Photo by Rebecca Long

Photo by Rebecca Long

By Diane Glidewell


Congressman Jim Marshall, who represents the 8th District in the U.S. House of Representatives, including much of Butts County, contacted the Butts County Chamber of Commerce and indicated he would like to visit a thriving industry in the county. It was arranged for him to tour Ready Pac in the Riverview Industrial Park at Highway 36 and I-75.

Ready Pac opened its facility in Jackson in 2001 and is now planning an addition to the building. It is a national processor and supplier of fresh cut vegetables and fruits with headquarters in Irwinton, California and five processing plants in the United States: California, Texas, and two in New Jersey as well as the one in Butts County. Its major customers include Publix, Wal-Mart, Costco, and Kroger.

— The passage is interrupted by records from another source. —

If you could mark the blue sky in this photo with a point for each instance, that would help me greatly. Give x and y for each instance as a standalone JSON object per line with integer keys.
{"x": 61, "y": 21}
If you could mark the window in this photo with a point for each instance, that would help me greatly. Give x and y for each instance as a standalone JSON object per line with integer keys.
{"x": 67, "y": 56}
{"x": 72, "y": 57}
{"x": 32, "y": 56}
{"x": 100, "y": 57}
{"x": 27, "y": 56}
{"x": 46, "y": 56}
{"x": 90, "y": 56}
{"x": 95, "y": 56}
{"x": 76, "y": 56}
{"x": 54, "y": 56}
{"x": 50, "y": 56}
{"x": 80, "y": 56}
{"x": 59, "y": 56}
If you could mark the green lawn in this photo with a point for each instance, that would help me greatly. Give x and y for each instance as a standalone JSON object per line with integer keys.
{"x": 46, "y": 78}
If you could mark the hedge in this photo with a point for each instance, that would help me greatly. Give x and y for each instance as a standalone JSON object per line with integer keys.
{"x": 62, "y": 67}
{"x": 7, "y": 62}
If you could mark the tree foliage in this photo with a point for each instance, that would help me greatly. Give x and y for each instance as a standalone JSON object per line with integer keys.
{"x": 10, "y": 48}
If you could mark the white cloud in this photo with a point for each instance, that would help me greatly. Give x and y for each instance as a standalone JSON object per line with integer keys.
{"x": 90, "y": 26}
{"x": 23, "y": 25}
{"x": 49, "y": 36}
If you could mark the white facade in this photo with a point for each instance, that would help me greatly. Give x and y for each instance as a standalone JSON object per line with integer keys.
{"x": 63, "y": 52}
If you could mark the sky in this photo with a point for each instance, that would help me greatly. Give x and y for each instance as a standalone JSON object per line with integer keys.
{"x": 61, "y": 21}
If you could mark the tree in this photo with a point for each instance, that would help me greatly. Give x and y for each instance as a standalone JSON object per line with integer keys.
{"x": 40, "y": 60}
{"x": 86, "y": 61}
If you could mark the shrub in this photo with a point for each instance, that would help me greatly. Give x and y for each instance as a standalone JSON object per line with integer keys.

The Jackson Ready Pac employs 290 workers, with 19 percent from Butts County, 21 percent from Spalding County, and the other 60 percent from 17 surrounding counties. There are plans to expand the building within the next year. If the expansion takes the plant into processing fruit, it will add 40-50 more jobs. Most of the jobs pay a little above minimum wage but do include health and other benefits.

Ready Pac is working with the technological challenges of producing better quality, better shelf-life, and more automated lines while keeping safety for the consumer a top priority.

Congressman Marshall asked about Georgia farmers as suppliers for Ready Pac. Currently Ready Pac only purchases cabbages from the Tifton area and some tomatoes in Georgia. Most produce comes from states on the West Coast or seasonally from Florida. Marshall thought Georgia poultry farmers and possibly vegetable and fruit producers should seek contracts with Ready Pac.

Marshall asked Director of Operations Aldo Quintanilla whether Ready Pac had been happy with the work force at its Jackson facility and received an affirmative answer.

"The work is not difficult, but the environment is," explained Production Manager Steve McBride. "We are a refrigerated environment, 37 degrees. It is hard to work in a cold, damp environment for 8-10 hours per day."

Ready Pac in Jackson produces 175,000 pounds of fresh cut salad per day, that is 33-35,000 cases. There are five wash lines, and the triple wash system processes 3,000 pounds per hour. Everything must be cut to the customer's specifications with a minimum shelf life of 10 days. Everything is also carefully weighed on the scale system. Workers have to keep the rhythm going in packaging, where 55 bags a minute go through on some lines.

Ready Pac in Jackson also recycles the water it uses. The organic segment of the business is expanding. Paramount is starting with the best produce.

"Quality is the most essential element for us," said Quintanilla. "We are here to stay, and we're expanding."